At the top of the stairs she grips the rail, pauses, walks briskly down the communal corridor. Cambering floorboards. Broken plaster. A faint smell of mold and dust. She walks high- toed, shushing her squelching sandals, turns the door handle, and backs carefully away as it swings on its creaking hinges.

It is a room tuned to Swann-the dark linoleum curling where it meets the wall, a half-empty pewter jug of old cucu on the bedside table, the windowframe rattling in the weather, Marx and Engels each in many different languages. Gramsci, Radek, Vygotsky. Some volumes with their spines taken off, others re-stitched. On a single wall hook hangs a ratty shirt, faded and anonymous. On the floor, orange peels curled and ambered with age. Three fire irons, but no fireplace. The huge pile of overcoats from Brno in the corner. Swann has set up a simple chair for looking out the small window onto the street, four stories below.

From the room above, transistor music filters down, muffled and worn, shot through with the hammering of steampipes.

She flips through the books open on the table-Dreiser, Steinbeck, Lindsay-and rifles through their Slovak equivalents, handwriting spidery and blotchy with ink. She pushes the books off the table in one quick sweep. They land cantered on the floor. Beneath the desk lie four containers from the printing mill. She yanks them out and turns them upside down. Pages and pages of Swann's work. Dozens of issues of Credo. A few obscure journals from Prague.
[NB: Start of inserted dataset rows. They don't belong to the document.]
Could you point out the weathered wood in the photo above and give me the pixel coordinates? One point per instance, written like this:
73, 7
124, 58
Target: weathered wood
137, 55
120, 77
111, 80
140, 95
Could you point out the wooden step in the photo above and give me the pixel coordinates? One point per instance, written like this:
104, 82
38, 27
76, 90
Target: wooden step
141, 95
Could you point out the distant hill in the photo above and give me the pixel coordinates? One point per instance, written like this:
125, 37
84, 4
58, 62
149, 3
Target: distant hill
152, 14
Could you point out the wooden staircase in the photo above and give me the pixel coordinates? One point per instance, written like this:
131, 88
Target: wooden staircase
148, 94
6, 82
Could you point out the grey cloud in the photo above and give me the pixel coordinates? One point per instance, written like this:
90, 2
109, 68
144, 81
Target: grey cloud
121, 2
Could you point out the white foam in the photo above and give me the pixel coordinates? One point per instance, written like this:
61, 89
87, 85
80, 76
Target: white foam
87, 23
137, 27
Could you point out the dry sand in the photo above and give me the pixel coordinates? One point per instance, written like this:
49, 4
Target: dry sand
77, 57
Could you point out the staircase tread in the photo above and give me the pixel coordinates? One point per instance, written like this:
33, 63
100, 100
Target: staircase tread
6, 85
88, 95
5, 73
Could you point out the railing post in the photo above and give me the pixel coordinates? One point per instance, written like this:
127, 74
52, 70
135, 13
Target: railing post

Some letters. A book about Jack London. A collection of Mayakovsky's poetry. How many times have I heard that name, late at night when the two of them worked in the printing mill, the metal letters scattered all around them? Their laughter as they quoted the poems back and forth. The hollow of desire in my stomach, and another hollow, there, shame. I liked to watch him then, enjoyed it, it seemed so easy. The way he carried his body, the slope of his shoulders, the crackle of his voice. The lines going between him and Stränsky, chains, and, later still, the same with my songs, speaking them to one another, quoting them back and forth, taking them, bending them, praising them, making them theirs.

She rips another container out from under the table where it clangs against the leg. A sudden pop of glass. Zoli wheels around but the window is intact and there is nobody at the door, no sound along the corridor. Losing my mind. Imagining things. She turns again and feels a coldness run along her fingers. She looks down, perplexed. Her nails and fingers are stretched out, blue, and for a moment she looks at her hand as if it can't possibly be hers. She rights the fallen inkwell and picks up the pieces of glass scattered near the radiator. The dark liquid gullies in the gap between the floorboards and the hissing pipe.

Zoli wipes her hand on the floorboard and the wood streaks with ink. Her thumbprints on the cardboard, the table, the books themselves. She empties the third and fourth containers into the middle of the floor. Yet more journals and translations, nothing else. She looks up at the sad petals of green wallpaper hanging just below the ceiling. A great pain in her eyeballs, like the pressure of swimming in deep water. Easing herself up from the floor, she catches her finger on a stray piece of inkwell glass. She sucks the splinter out, the ink heavy at the end of her tongue. Stränsky, she remembers. Budermice. A cold thread pulls the length of her spine.

She kicks over the table and then she spots, against the wall, a black cardboard trunk with metal latches. Inside, the poems are neatly stacked on top of each other, tied with thick elastic bands, in phonetic Romani and Slovak both. The newer poems are crisp and straight-edged but the older ones have yellowed over the years. So be it. Soon they will be dust.

She hunkers over the suitcase. All the dates, towns, fields, and settlements where they were recorded have been carefully labeled. By what is broken, what is snapped, I create what is required. When the axe comes to the forest the handle doesn't say I am home. The road is long with sorrow, everywhere twice as wide. They broke, they broke my little brown arm, now my father he cries like the rain. They are, she realizes, the first thing she has read since the judgment.